そんな‥ヒコミコの回想など頓着せず、サヨリビメは話を続けた。
「それに、オオナムチ様の嫁達にも問題があるのは、
嫁にしている女性達が、玉造族(新潟姫川)や三内円山族(青森市)、越(こし、石川県)の国の娘ばかりで出雲出の女性は誰も居ない‥、ことなの。これは次期国王としては問題よ。姉は、オオナムチ様の姪に当たるのよ。偶然にしては出来すぎじゃない〈彼女の母はオオナムチの妹〉。二人が一緒になるのは、理に叶ったお話しと思わない‥、」
サヨリビメは満足そうに、画策のやりがいがあることを、ヒコミコに同意を得るように目で促した。
「それで‥、それで、貴女はどうされるのですか‥?
」
先ほど、自分(ヒコミコ
)とはもう終わりにしようと言った。何か魂胆があるはずだ。
「う~~ん‥私はワタツミ様についていくわ」
「ええ‥!?」
ヒコミコは、唖然として
言葉が喉に詰まった。
[何と言う人だ‥、姉の夫
(ホホデミ)の叔父に、今度は妹の自分が迫っていくというのか。そして、姉には次期出雲国王をあてがって王妃を狙わせ、この私には、二人の嫁を同時に娶らせて、私の父(伊都国王ニニギ)の国と、祖父(奴国王アシナカツ)の国とを統括する準備をせよと‥、何という縮図を画策しようとしているのだろう‥、]

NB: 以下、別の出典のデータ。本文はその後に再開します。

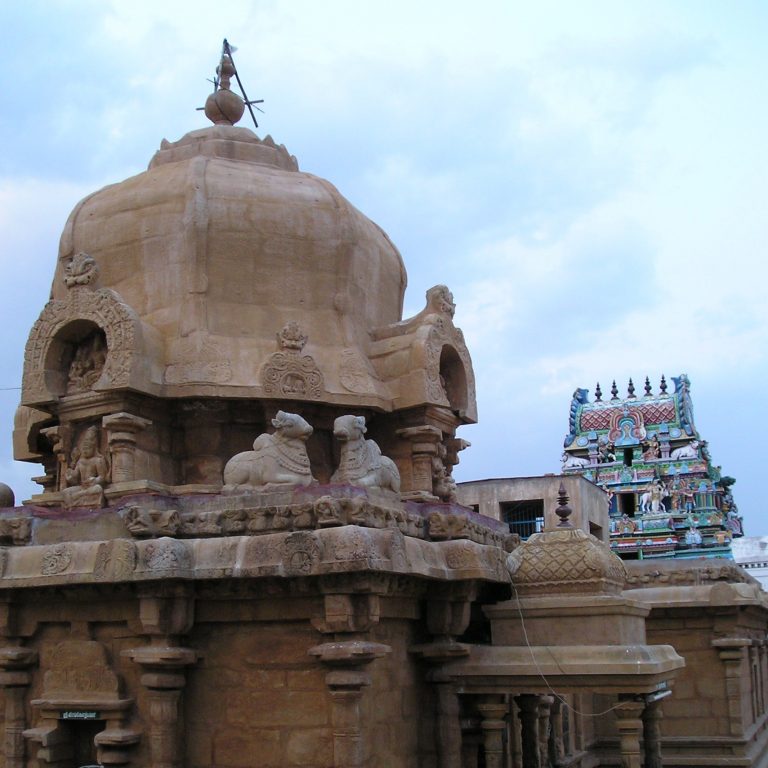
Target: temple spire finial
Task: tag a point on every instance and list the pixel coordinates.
(223, 106)
(563, 509)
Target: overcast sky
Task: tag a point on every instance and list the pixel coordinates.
(589, 178)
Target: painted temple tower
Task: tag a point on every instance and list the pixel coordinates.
(666, 497)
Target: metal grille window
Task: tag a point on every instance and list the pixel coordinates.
(524, 517)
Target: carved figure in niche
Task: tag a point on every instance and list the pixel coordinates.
(626, 525)
(689, 451)
(88, 473)
(276, 459)
(651, 500)
(652, 449)
(290, 373)
(443, 484)
(606, 452)
(574, 462)
(87, 363)
(82, 269)
(361, 462)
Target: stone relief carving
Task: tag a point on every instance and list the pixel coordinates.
(87, 363)
(56, 559)
(290, 373)
(353, 372)
(276, 459)
(115, 559)
(104, 309)
(81, 269)
(361, 462)
(166, 555)
(301, 552)
(197, 360)
(141, 521)
(15, 530)
(88, 473)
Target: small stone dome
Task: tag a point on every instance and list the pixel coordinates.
(565, 561)
(221, 244)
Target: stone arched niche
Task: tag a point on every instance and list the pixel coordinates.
(453, 377)
(90, 340)
(75, 358)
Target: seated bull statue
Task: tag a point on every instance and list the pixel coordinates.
(276, 459)
(361, 462)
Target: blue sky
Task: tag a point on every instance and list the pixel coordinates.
(588, 178)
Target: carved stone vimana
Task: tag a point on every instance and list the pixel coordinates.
(247, 487)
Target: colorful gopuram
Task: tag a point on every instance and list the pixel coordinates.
(666, 497)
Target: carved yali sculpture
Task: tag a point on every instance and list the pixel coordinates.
(277, 459)
(290, 373)
(88, 474)
(361, 462)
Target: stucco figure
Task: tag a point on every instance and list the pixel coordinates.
(276, 459)
(361, 460)
(689, 451)
(574, 462)
(88, 474)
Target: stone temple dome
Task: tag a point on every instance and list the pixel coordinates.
(224, 284)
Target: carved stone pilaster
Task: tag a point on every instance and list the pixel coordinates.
(15, 678)
(493, 712)
(732, 652)
(164, 678)
(59, 437)
(630, 727)
(121, 436)
(418, 482)
(528, 712)
(652, 735)
(346, 680)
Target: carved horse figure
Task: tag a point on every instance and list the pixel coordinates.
(361, 462)
(276, 459)
(690, 451)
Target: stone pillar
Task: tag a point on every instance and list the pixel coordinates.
(471, 737)
(732, 653)
(556, 744)
(163, 677)
(121, 436)
(630, 727)
(14, 681)
(652, 735)
(528, 705)
(544, 727)
(59, 438)
(165, 614)
(346, 680)
(424, 447)
(493, 711)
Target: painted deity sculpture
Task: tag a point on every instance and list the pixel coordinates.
(88, 474)
(276, 459)
(361, 461)
(690, 451)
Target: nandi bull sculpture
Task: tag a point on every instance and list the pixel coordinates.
(361, 461)
(277, 459)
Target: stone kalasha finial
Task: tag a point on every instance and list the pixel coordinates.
(223, 107)
(563, 510)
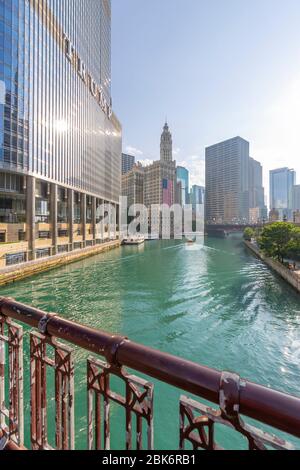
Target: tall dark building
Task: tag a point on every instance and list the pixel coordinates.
(282, 181)
(60, 142)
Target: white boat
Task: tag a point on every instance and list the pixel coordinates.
(134, 241)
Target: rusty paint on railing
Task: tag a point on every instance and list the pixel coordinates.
(234, 396)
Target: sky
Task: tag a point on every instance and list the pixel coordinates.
(215, 69)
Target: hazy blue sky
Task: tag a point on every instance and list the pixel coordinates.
(216, 69)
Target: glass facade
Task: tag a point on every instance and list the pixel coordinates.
(56, 119)
(282, 182)
(183, 177)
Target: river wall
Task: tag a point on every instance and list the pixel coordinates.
(21, 271)
(293, 278)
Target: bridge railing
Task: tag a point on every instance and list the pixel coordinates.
(52, 341)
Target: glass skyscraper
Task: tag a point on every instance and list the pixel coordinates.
(282, 181)
(60, 142)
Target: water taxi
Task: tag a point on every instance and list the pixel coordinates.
(133, 241)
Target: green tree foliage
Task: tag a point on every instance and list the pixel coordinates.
(277, 240)
(249, 233)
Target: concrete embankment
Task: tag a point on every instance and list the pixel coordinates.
(21, 271)
(292, 277)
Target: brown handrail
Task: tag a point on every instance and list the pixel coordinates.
(268, 406)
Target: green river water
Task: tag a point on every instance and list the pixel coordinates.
(218, 306)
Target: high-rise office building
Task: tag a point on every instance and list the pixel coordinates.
(227, 182)
(296, 197)
(197, 195)
(60, 142)
(183, 177)
(166, 145)
(160, 182)
(282, 181)
(128, 162)
(160, 177)
(133, 185)
(257, 206)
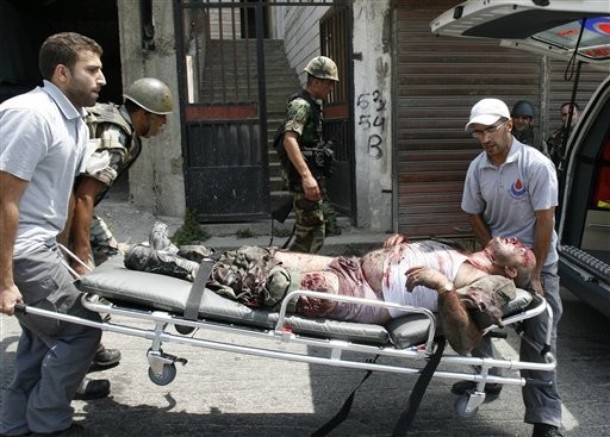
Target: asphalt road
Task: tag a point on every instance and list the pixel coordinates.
(222, 393)
(229, 394)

ヒコミコは、自分の体の下で楽しく微笑みながら喋っている「サヨリビメ」が、もう自分には手の届かない、今まで会った事が無い空恐ろしい女に見えた。
三日後に、オオナムチ、ワタツミは出発した。それぞれ、新しい嫁と呼ぶべき女性が側にいた。
ヒコミコは、宗像王のアズミに、タキツビメとイワナガヒを同時に嫁にしたいと申し出た。
びっくりして始めは反対していたが、タキツビメとイワナガヒの二人に意見を聞いて、という条件で受けてくれた。

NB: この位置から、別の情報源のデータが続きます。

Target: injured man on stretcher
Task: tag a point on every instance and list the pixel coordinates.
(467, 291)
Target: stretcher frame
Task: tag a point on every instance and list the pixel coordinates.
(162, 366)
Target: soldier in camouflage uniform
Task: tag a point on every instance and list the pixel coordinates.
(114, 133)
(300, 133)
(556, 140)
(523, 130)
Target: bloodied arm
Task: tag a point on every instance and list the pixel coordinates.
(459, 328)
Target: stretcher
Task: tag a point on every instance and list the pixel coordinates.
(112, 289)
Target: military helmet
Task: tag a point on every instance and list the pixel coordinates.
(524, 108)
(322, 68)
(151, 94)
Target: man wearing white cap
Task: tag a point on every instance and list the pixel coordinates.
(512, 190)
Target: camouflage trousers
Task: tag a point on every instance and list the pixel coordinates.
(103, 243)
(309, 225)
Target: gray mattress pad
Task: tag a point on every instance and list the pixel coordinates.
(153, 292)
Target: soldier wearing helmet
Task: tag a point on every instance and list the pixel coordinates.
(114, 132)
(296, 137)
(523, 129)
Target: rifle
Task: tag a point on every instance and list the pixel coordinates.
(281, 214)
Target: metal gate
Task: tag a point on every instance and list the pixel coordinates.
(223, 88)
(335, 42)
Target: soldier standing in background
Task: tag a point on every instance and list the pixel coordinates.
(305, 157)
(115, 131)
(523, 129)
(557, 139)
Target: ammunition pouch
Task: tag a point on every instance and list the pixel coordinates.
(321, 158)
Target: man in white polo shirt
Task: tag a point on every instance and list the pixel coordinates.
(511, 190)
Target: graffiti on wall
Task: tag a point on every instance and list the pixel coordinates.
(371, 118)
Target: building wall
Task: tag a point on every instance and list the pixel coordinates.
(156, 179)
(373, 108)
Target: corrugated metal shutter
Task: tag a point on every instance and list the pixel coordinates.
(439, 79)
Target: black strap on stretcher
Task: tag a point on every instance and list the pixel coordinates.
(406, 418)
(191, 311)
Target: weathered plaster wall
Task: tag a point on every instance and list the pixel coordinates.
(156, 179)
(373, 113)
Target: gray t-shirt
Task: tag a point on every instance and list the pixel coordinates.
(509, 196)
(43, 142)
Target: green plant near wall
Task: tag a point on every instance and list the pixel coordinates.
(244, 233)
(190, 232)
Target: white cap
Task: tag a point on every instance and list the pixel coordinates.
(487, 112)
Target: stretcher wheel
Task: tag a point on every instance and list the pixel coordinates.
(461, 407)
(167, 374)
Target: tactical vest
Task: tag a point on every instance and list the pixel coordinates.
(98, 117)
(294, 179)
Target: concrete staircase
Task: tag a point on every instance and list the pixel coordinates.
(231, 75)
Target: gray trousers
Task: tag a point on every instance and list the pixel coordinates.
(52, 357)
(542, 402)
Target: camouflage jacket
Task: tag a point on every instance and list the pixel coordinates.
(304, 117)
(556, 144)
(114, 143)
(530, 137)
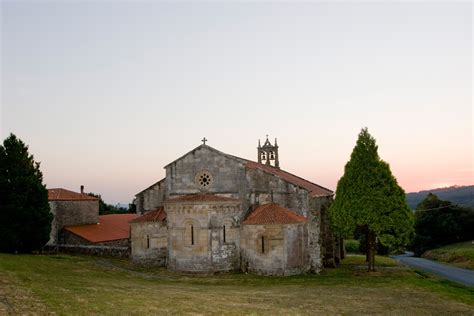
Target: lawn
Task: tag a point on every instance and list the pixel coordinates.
(460, 254)
(64, 284)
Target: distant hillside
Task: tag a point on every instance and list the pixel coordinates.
(464, 196)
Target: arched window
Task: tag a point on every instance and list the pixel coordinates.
(191, 233)
(223, 234)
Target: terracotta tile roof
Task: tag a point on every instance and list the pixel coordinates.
(110, 227)
(158, 215)
(201, 198)
(272, 214)
(66, 195)
(314, 189)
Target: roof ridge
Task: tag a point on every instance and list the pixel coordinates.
(204, 146)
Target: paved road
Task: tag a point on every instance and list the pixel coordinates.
(459, 275)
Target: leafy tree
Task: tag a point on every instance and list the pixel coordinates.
(25, 218)
(369, 198)
(439, 223)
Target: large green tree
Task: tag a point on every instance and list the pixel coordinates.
(369, 198)
(25, 218)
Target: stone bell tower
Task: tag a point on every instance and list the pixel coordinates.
(268, 154)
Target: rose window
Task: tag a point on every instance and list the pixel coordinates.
(204, 179)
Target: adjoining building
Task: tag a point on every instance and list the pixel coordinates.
(70, 209)
(78, 227)
(217, 212)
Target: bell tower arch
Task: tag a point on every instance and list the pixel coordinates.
(268, 153)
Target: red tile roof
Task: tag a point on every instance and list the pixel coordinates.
(158, 215)
(314, 189)
(110, 227)
(201, 198)
(66, 195)
(272, 214)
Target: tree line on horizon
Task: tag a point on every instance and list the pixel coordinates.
(368, 203)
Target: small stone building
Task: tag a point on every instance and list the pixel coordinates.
(77, 226)
(111, 230)
(218, 212)
(70, 209)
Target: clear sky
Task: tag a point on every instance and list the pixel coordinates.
(106, 93)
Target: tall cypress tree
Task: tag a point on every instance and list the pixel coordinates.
(368, 197)
(25, 218)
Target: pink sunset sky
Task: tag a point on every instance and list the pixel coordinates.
(106, 93)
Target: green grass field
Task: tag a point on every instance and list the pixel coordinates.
(460, 254)
(63, 284)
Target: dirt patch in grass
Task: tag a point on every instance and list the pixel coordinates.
(83, 285)
(16, 300)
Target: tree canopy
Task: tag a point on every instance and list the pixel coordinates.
(368, 197)
(25, 218)
(439, 223)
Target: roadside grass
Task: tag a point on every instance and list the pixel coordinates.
(460, 254)
(64, 284)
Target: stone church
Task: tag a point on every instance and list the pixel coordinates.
(218, 212)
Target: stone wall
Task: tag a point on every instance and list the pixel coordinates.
(196, 236)
(151, 198)
(283, 250)
(268, 188)
(149, 241)
(67, 238)
(228, 174)
(71, 213)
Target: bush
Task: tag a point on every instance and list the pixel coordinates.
(352, 246)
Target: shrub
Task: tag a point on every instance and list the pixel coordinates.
(352, 246)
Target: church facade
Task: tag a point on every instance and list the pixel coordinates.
(217, 212)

アズミとしては、世間知らずのタキツビメに、しっかり者のイワナガヒを付けてくれるという事は、有難い申し出であったのだ。
そして、以外にも(?)
二人とも反発もせず承諾してくれたのだ。
全て、「サヨリビメ」の思惑どうりであった。
それは何も驚くことではなくただ彼女が、母親代わりに〈宗像家の娘達〉の伴-イ呂を無事引き当てた。という役を果たしたに他為らないのだ。それでもその画策は見事であった。
それから二ケ月後、〈ヒミコ〉が「宇佐」に〈ホホデミ〉を伴って、曾祖父「ミナカミヌシ」の弔いに来た。